Ne deriva che la compagnia di bandiera francese, azionista di Alitalia, taglierà oltre 5 mila posti di lavoro entro la fine del 2013. Di questi, 1,5 mila riguarderanno hostess e steward. Non vi saranno però licenziamenti coatti, bensì solamente un blocco del turnover (nel periodo in questione usciranno circa 1,7 mila persone, non sostituite) insieme ad altre forme di risoluzione consensuale del rapporto di lavoro. Intense le trattative con i sindacati.
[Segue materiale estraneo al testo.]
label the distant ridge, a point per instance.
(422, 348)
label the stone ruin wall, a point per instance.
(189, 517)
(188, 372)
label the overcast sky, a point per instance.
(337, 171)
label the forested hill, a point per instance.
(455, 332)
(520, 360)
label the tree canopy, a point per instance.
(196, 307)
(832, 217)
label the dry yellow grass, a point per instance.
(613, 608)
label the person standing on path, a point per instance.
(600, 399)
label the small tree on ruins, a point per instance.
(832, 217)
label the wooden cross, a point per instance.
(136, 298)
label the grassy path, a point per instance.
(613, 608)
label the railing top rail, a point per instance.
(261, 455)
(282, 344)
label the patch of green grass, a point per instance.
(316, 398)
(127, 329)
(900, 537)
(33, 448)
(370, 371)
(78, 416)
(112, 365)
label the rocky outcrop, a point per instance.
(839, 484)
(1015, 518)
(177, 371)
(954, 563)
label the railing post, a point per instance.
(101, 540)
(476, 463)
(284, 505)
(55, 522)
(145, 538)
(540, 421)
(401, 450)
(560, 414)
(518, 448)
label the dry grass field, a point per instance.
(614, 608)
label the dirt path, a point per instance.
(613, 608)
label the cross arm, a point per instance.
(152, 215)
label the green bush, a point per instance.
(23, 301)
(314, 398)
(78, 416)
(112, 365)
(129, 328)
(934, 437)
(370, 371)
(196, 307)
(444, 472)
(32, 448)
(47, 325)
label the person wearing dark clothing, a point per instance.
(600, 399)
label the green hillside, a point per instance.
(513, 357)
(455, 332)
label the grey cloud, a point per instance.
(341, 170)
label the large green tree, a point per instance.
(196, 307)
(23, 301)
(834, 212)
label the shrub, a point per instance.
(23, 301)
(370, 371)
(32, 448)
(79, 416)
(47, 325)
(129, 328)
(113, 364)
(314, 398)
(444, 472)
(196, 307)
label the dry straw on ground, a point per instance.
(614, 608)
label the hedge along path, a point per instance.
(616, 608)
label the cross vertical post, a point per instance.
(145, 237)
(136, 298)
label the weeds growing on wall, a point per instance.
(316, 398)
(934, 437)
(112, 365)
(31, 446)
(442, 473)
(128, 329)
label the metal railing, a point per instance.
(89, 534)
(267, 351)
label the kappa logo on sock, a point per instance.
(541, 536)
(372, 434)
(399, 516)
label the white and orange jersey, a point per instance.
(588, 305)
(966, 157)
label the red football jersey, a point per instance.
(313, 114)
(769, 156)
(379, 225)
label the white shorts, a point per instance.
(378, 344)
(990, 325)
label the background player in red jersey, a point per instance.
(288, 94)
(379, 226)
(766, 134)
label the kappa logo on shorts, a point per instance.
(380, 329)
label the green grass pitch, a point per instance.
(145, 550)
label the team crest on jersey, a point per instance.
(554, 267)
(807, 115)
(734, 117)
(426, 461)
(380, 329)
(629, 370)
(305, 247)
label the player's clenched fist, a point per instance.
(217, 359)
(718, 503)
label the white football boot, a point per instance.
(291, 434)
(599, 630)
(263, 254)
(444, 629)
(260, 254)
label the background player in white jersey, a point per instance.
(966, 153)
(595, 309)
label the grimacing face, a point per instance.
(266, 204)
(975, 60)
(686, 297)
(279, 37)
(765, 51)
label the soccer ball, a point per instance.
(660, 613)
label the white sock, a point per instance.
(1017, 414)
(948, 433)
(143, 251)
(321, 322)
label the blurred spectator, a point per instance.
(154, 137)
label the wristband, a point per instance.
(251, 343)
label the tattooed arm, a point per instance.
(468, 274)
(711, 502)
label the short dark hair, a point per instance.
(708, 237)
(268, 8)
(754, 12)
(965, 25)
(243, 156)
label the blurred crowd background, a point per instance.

Per quanto concerne i tagli di posti rimanenti (cioè quelli oltre le uscite non rimpiazzate), queste coinvolgeranno oltre 2 mila dipendenti tra personale di terra, 900 nel personale di bordo, 212 piloti. L’intento della compagnia è quello di trovare un accordo con ole singole parti, proponendo ai sindacati incentivi al prepensionamento, o all’uscita volontaria dall’azienda, o incentivi mirati al passaggio al part time, o ancora misure di suddivisione del tempo di lavoro per il personale di bordo e per i piloti.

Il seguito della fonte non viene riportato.